Por tanto, medir los decibelios (de forma intuitiva o de forma asistida, por ejemplo con los cientos de app con función de sonómetro de los dispositivos móviles) resulta fundamental para que el ambiente sea adecuado. Y diseminar esta función en los cuatro miembros del equipo puede dar lugar a que la responsabilidad se diluya en exceso, o a que cada dos por tres un miembro del equipo interrumpa al considerar que se está hablando demasiado alto.

Aunque el rol podría ser perfectamente "Encargado del ruido" (y en alumnos pequeños es incluso aconsejable que este sea el cometido único de un miembro de cada grupo), hemos hablado de "Encargado de gestión ambiental" para referirnos a otras vertientes más allá de la emisión sonora: el uso correcto y no excesivo de materiales fungibles, el orden y limpieza al acabar un periodo de trabajo, la salud postural o cuantos elementos consustanciales al trabajo del equipo queramos supervisar y mejorar.

Al hilo de esta consideración, los roles deben:

- estar nítidamente establecidos, con una diferencia de funciones clara, evitando zonas de intersección en las funciones de dos o más roles.

- ser asumidos progresivamente: podemos empezar con perfiles de asignación simples, para progresivamente ir introduciendo variaciones..

- ser persistentes en el tiempo (requieren cierto periodo de aprendizaje, y habrá alumnos que resulten más eficaces en el desempeño de uno de dichos roles), pero a la vez rotatorios (la cadencia podría ser también caba trimestre, y coincidiendo con el cambio del equipo base).

Cita

Proponen  Paloma Moruno Torres, Mónica Sánchez Reula y Francisco Zariquiey Biondi en Moruno P., Sánchez M., y Zariquiey F. Biondi.

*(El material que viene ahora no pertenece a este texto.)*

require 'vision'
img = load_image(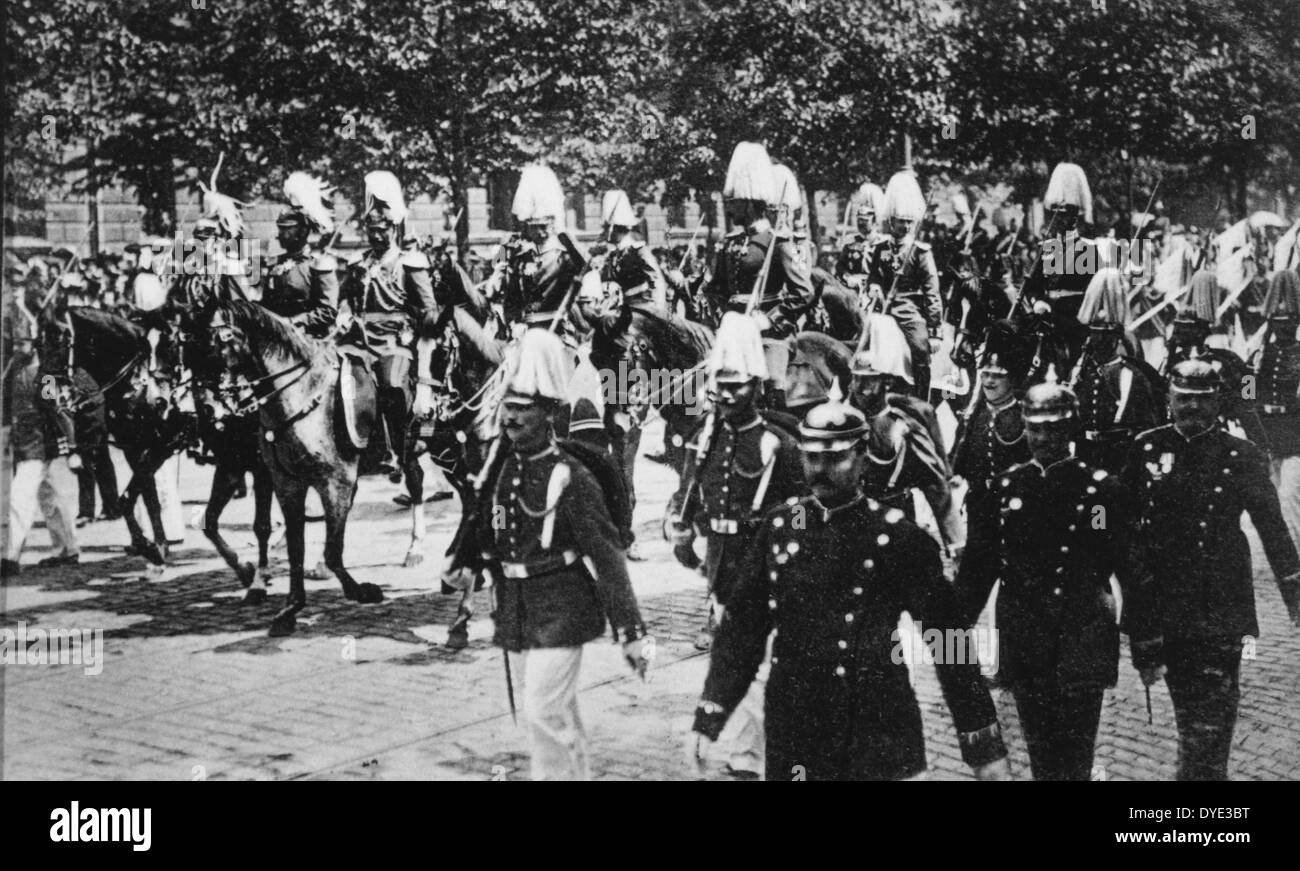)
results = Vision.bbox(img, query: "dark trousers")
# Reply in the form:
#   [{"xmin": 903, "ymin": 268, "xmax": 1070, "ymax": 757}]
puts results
[
  {"xmin": 77, "ymin": 442, "xmax": 118, "ymax": 519},
  {"xmin": 1013, "ymin": 686, "xmax": 1105, "ymax": 780},
  {"xmin": 1165, "ymin": 638, "xmax": 1242, "ymax": 780}
]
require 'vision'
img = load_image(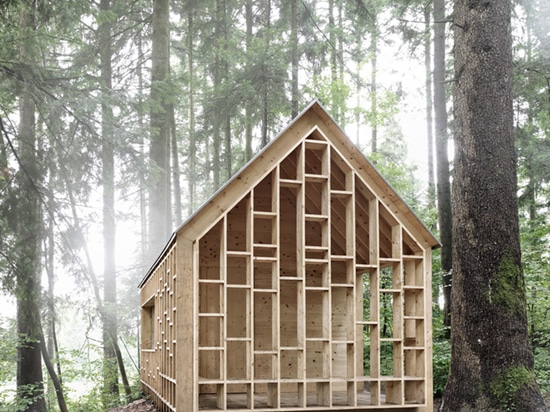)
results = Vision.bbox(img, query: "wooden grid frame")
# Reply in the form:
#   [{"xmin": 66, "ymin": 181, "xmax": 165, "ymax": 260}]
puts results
[
  {"xmin": 140, "ymin": 102, "xmax": 439, "ymax": 412},
  {"xmin": 195, "ymin": 130, "xmax": 429, "ymax": 410}
]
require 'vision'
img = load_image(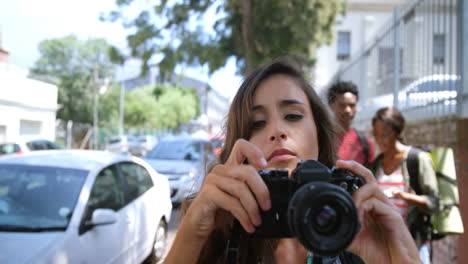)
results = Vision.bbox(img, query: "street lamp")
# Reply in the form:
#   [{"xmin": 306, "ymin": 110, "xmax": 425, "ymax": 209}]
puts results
[{"xmin": 93, "ymin": 74, "xmax": 110, "ymax": 149}]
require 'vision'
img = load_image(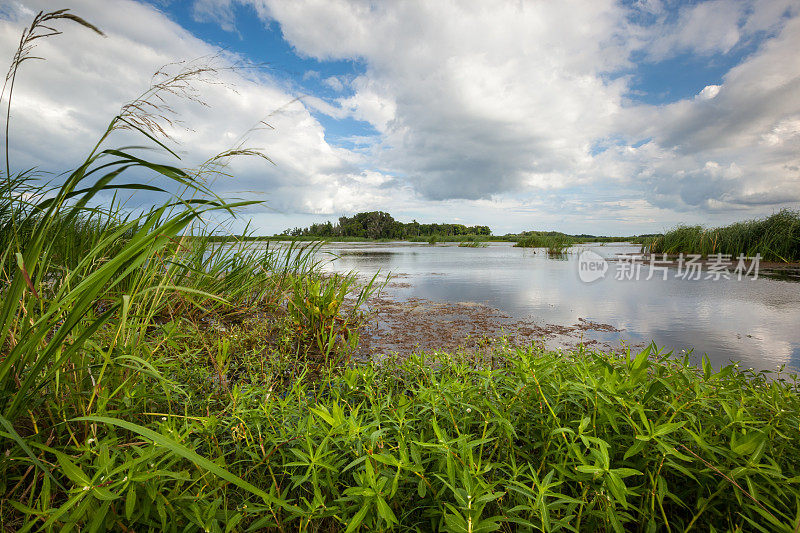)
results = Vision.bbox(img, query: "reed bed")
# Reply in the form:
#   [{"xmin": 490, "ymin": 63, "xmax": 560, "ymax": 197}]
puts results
[
  {"xmin": 0, "ymin": 11, "xmax": 800, "ymax": 532},
  {"xmin": 514, "ymin": 233, "xmax": 582, "ymax": 257},
  {"xmin": 642, "ymin": 209, "xmax": 800, "ymax": 262}
]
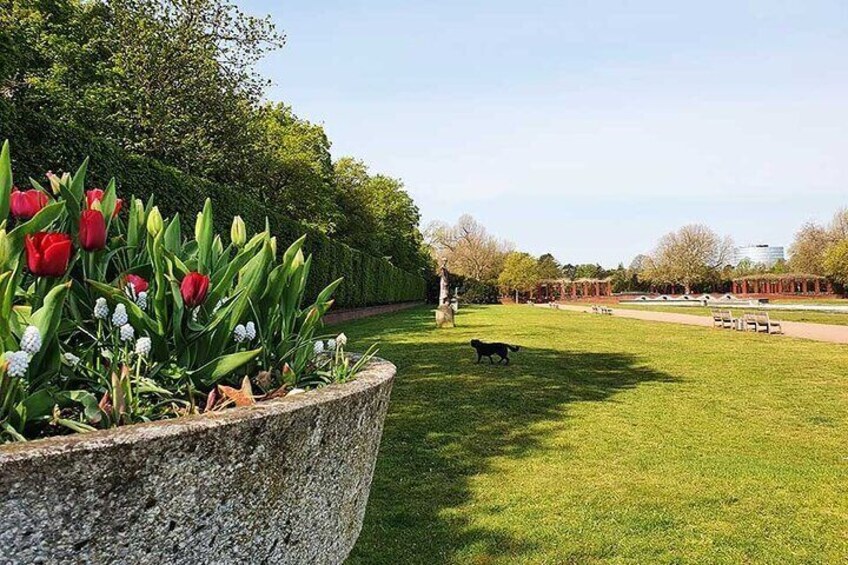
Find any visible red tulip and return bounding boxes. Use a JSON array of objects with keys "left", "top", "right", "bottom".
[
  {"left": 24, "top": 232, "right": 73, "bottom": 277},
  {"left": 79, "top": 210, "right": 106, "bottom": 251},
  {"left": 9, "top": 188, "right": 48, "bottom": 220},
  {"left": 85, "top": 188, "right": 124, "bottom": 218},
  {"left": 124, "top": 275, "right": 150, "bottom": 294},
  {"left": 180, "top": 272, "right": 209, "bottom": 308}
]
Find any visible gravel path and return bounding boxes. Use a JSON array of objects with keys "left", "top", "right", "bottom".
[{"left": 539, "top": 304, "right": 848, "bottom": 344}]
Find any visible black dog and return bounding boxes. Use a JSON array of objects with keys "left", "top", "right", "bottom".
[{"left": 471, "top": 339, "right": 519, "bottom": 365}]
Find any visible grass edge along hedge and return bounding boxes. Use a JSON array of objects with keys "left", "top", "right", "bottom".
[{"left": 0, "top": 100, "right": 426, "bottom": 308}]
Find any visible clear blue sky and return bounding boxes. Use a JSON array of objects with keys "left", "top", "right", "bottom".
[{"left": 239, "top": 0, "right": 848, "bottom": 266}]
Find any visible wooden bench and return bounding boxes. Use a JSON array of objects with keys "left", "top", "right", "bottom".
[
  {"left": 754, "top": 312, "right": 783, "bottom": 334},
  {"left": 742, "top": 312, "right": 757, "bottom": 332},
  {"left": 712, "top": 310, "right": 737, "bottom": 330},
  {"left": 710, "top": 310, "right": 724, "bottom": 328}
]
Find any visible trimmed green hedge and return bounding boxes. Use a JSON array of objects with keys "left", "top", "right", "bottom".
[{"left": 0, "top": 99, "right": 426, "bottom": 307}]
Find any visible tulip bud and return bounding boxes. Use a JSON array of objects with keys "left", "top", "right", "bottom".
[
  {"left": 147, "top": 206, "right": 165, "bottom": 237},
  {"left": 0, "top": 229, "right": 9, "bottom": 269},
  {"left": 79, "top": 208, "right": 106, "bottom": 251},
  {"left": 180, "top": 272, "right": 209, "bottom": 308},
  {"left": 47, "top": 171, "right": 62, "bottom": 196},
  {"left": 24, "top": 232, "right": 73, "bottom": 277},
  {"left": 230, "top": 216, "right": 247, "bottom": 247}
]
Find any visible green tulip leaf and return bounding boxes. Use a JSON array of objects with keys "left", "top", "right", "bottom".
[
  {"left": 0, "top": 139, "right": 13, "bottom": 221},
  {"left": 188, "top": 347, "right": 262, "bottom": 386}
]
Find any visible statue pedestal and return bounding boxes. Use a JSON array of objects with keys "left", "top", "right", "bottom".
[{"left": 436, "top": 304, "right": 455, "bottom": 328}]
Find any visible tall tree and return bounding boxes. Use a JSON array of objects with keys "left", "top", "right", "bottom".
[
  {"left": 644, "top": 224, "right": 733, "bottom": 294},
  {"left": 425, "top": 214, "right": 511, "bottom": 282},
  {"left": 539, "top": 253, "right": 562, "bottom": 279},
  {"left": 498, "top": 251, "right": 541, "bottom": 302},
  {"left": 334, "top": 157, "right": 429, "bottom": 273},
  {"left": 789, "top": 223, "right": 833, "bottom": 275},
  {"left": 823, "top": 239, "right": 848, "bottom": 285},
  {"left": 0, "top": 0, "right": 284, "bottom": 182},
  {"left": 253, "top": 104, "right": 342, "bottom": 232}
]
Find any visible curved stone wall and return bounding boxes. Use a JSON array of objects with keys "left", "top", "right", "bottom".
[{"left": 0, "top": 360, "right": 395, "bottom": 565}]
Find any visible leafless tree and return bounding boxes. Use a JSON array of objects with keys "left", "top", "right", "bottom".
[
  {"left": 642, "top": 224, "right": 733, "bottom": 294},
  {"left": 424, "top": 214, "right": 512, "bottom": 281}
]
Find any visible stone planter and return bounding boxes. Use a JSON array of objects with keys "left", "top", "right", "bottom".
[{"left": 0, "top": 359, "right": 395, "bottom": 564}]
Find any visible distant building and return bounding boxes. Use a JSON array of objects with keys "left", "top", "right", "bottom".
[{"left": 732, "top": 244, "right": 786, "bottom": 267}]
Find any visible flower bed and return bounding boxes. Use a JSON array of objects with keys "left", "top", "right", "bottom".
[
  {"left": 0, "top": 142, "right": 373, "bottom": 441},
  {"left": 0, "top": 359, "right": 395, "bottom": 563}
]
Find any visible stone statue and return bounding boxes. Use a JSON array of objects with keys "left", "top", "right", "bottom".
[
  {"left": 439, "top": 259, "right": 450, "bottom": 306},
  {"left": 436, "top": 259, "right": 454, "bottom": 328}
]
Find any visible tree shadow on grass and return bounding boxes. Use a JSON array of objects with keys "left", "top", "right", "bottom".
[{"left": 348, "top": 310, "right": 677, "bottom": 564}]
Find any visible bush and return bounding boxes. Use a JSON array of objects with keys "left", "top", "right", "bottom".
[
  {"left": 0, "top": 144, "right": 380, "bottom": 443},
  {"left": 0, "top": 100, "right": 426, "bottom": 307}
]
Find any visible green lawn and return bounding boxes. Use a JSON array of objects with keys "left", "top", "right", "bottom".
[
  {"left": 342, "top": 306, "right": 848, "bottom": 565},
  {"left": 612, "top": 303, "right": 848, "bottom": 326}
]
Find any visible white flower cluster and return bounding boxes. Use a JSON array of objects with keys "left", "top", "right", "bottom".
[
  {"left": 62, "top": 352, "right": 80, "bottom": 367},
  {"left": 6, "top": 351, "right": 29, "bottom": 377},
  {"left": 94, "top": 297, "right": 109, "bottom": 320},
  {"left": 233, "top": 322, "right": 256, "bottom": 343},
  {"left": 6, "top": 326, "right": 42, "bottom": 377},
  {"left": 21, "top": 326, "right": 41, "bottom": 355},
  {"left": 112, "top": 304, "right": 130, "bottom": 328},
  {"left": 120, "top": 324, "right": 135, "bottom": 341},
  {"left": 312, "top": 334, "right": 347, "bottom": 355},
  {"left": 135, "top": 337, "right": 152, "bottom": 357}
]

La red de aprendizaje, capítulo 7, p. 24:

"Los primeros roles que asignaremos serán los de formación y funcionamiento. Las funciones que resultan imprescindibles para empezar a trabajar serían: (a) un rol para dirigir las actividades y repartir el turno de palabra (con esto aseguramos que el equipo trabaje de forma ordenada y sin desviaciones); (b) un rol encargado de comunicarse con el docente y los otros grupos, y de recoger los materiales necesarios para el trabajo (así evitamos el movimiento errático de los alumnos por la clase y conseguimos que sólo se pregunte al profesor cuando ninguno de los miembros del grupo conoce la respuesta); (c) un rol para supervisar el nivel del ruido y la implicación en la tarea (de este modo empezamos a dotar a los grupos de la capacidad de autorregularse); y (d) un rol para llevar la agenda grupal y revisar que todos han cumplido con el trabajo (de este modo incidimos en la autogestión del equipo y contribuimos al desarrollo de estrategias metacognitivas)."